Skip to content

ADR 0001: Phase 5 Authentication Enhancements

Status

Accepted

Context

Imbi v2 completed Phase 4 with basic OAuth2/OIDC authentication, but several critical security and usability features remain unimplemented. These gaps create security vulnerabilities (plaintext OAuth tokens, no token revocation) and limit API usability (no API keys, no MFA).

Current State

  • ✅ JWT-based authentication with access/refresh tokens
  • ✅ Password hashing with Argon2id
  • ✅ Role-Based Access Control (RBAC)
  • ✅ OAuth2/OIDC integration (Google, GitHub, generic OIDC)
  • ❌ OAuth provider tokens stored in plaintext
  • ❌ Logout endpoint is a no-op (tokens not revoked)
  • ❌ Refresh tokens reused indefinitely (no rotation)
  • ❌ No rate limiting on auth endpoints
  • ❌ No API key authentication
  • ❌ Session management settings ignored
  • ❌ No MFA/2FA support

Security Risks

  1. High: OAuth tokens in plaintext - database breach exposes provider credentials
  2. High: No token revocation - compromised tokens valid until expiry
  3. Medium: No rate limiting - vulnerable to brute force attacks
  4. Medium: No token rotation - refresh token reuse increases exposure window
  5. Medium: No MFA - single factor authentication insufficient for sensitive operations

Decision

We will implement seven authentication enhancements in Phase 5:

1. Token Revocation (Complete Phase 2 TODO)

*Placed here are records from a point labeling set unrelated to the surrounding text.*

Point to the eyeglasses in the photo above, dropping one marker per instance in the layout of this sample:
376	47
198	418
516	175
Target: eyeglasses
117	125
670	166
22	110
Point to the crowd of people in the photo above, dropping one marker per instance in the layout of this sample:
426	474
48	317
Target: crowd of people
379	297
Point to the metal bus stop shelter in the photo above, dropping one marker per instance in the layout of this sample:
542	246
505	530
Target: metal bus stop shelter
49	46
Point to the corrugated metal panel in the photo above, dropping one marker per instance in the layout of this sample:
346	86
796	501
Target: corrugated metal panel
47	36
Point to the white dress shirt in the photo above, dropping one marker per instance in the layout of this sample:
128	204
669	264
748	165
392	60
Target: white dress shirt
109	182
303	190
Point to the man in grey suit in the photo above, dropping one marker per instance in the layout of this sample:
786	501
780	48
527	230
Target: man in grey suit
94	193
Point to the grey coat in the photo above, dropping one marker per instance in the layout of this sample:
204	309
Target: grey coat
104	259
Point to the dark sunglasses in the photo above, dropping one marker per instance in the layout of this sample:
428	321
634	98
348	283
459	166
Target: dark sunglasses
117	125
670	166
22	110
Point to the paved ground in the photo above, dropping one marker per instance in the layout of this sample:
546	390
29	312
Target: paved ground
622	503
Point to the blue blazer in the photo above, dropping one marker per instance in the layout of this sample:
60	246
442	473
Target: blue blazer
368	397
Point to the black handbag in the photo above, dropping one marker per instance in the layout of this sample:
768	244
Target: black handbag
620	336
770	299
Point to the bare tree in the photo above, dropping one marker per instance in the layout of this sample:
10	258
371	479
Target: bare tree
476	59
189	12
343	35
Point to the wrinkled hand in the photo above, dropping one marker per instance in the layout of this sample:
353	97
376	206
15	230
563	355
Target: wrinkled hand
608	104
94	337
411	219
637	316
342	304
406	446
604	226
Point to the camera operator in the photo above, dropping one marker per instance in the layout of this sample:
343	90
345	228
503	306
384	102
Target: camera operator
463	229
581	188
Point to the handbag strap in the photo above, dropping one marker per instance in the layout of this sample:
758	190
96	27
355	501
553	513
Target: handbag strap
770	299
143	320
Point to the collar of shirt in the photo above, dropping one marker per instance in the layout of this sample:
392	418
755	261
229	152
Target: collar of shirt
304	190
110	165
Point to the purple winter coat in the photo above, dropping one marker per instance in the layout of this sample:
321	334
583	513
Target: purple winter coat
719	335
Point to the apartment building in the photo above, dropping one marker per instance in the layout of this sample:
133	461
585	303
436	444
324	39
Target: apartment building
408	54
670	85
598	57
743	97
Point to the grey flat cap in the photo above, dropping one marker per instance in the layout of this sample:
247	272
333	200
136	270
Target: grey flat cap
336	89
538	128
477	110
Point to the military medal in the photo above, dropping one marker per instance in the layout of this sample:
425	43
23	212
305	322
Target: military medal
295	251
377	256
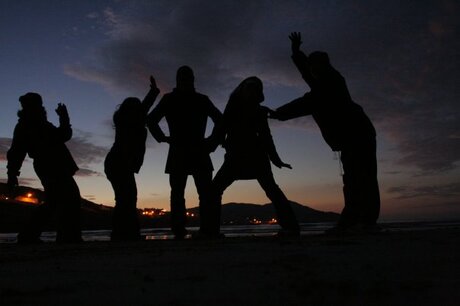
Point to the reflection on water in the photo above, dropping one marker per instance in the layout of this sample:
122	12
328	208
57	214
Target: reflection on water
230	231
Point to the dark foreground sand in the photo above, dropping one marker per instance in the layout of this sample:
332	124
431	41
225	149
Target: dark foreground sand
393	268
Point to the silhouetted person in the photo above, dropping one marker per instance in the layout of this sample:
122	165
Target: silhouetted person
54	166
125	159
249	149
186	112
346	128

Decision: Implement actual token revocation in logout endpoint

Rationale: - Security requirement for production systems - Phase 2 TODO explicitly marked for completion - Database infrastructure already exists (TokenMetadata.revoked flag)

Implementation: - Update logout endpoint to revoke current access token and associated refresh token - Support revoke_all_sessions parameter for global logout - Query TokenMetadata by JTI and set revoked=true, revoked_at=datetime()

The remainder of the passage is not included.